Since the initial announcement, there has been zero public consultation, draft Regulations or anything else publicly released, on exactly what the new process will look like. However, finally the South African Reserve Bank (SARB) has released its comments to authorised dealers on how the new regime will commence.
With the new regime comes a host of positives and negatives.
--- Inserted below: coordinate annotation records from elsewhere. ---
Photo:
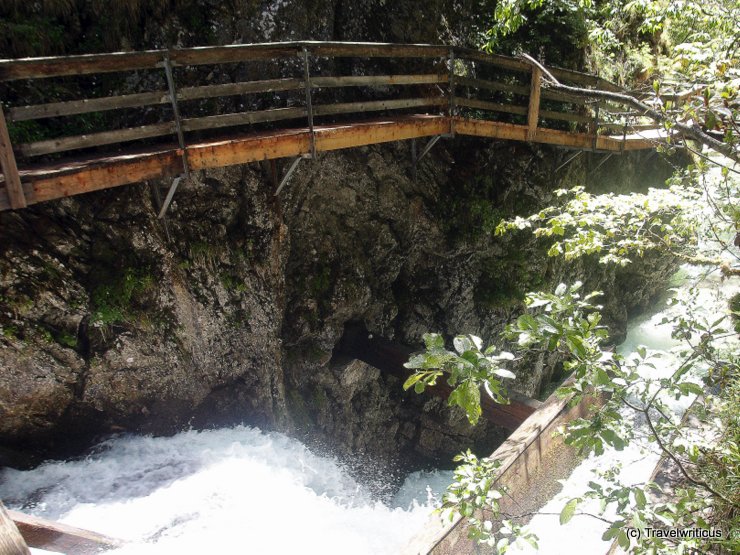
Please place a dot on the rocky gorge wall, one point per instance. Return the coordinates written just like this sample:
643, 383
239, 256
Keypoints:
109, 325
231, 309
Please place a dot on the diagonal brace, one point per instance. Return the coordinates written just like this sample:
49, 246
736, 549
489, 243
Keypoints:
428, 147
288, 174
170, 195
Positive is that the antiquated legislation around exchange control for the process is completely falling away, however on the other hand, the tax treatment of the process will be more stringent with a focus on tax residency only, potentially making it more onerous to overcome the burden of proving non-resident status.
Falling away from the financial emigration process:
- SARB MP336(b) form and application;
- Requirement for an authorised dealer to attest the application;
- Requirement of SARB approval before conclusion of the application; and
- Archaic restrictions on bank accounts after they have been converted into non-resident accounts.
The new financial emigration process will include inter alia:
- A focus from SARS specifically on tax residency in terms of the South African tax residency tests;
- The application for an Emigration Tax Clearance Certificate, with supporting documents to prove non-resident status;
- An “exit tax” calculation on worldwide assets, in terms of section 9H of the Income Tax Act;
- A stringent audit by the SARS auditors and potentially by the dedicated SARS Foreign Employment team; and
- Approval by SARS before any funds may be expatriated by an authorised dealer based on emigration.
Be Careful – Tax Residency is Complex
Tax residency in South Africa is determined by two tests, namely the Physical Presence test and the Ordinarily Resident test.
Many think that by merely not living in South Africa currently, they are therefore not tax resident of SA. This is an extreme over-simplification and has gotten many in trouble with SARS in the past.
Careful consideration of all aspects of both tests must be undertaken on an individual basis with a taxpayer, determining on a balance of probabilities whether they are able to overcome their burden of proving non-residency.
One must be cautious when rushing into making this declaration to SARS when this is not truthful, or provable with objective evidence. Even making a mistake these days can land one in hot water, especially after the amendment to the Tax Administration Act which removed the term “wilfully” when handling non-compliance. This amendment has provided SARS with greater clout to hand over taxpayers for prosecution, when claiming negligence or a “mistake”.
Being Well Prepared is Key
With a new financial emigration regime at play from 1 March 2021, prepare yourself for a tougher and more complex process in proving non-resident status with SARS.
Ensure you obtain advice on your resident status from a reputable tax advisory firm which has a strong and diverse legal component to its business. Tax residency is based on the interpretation of law – a legal background is essential in ensuring the correct interpretation of your status and facing off against SARS to prove this.
This is normally a process you would want to undertake with a firm which offers international tax expertise, who can cover all aspects of the process as a single solution and who also provide legal privilege which is essential as no part of your personal affairs remain hidden during this process.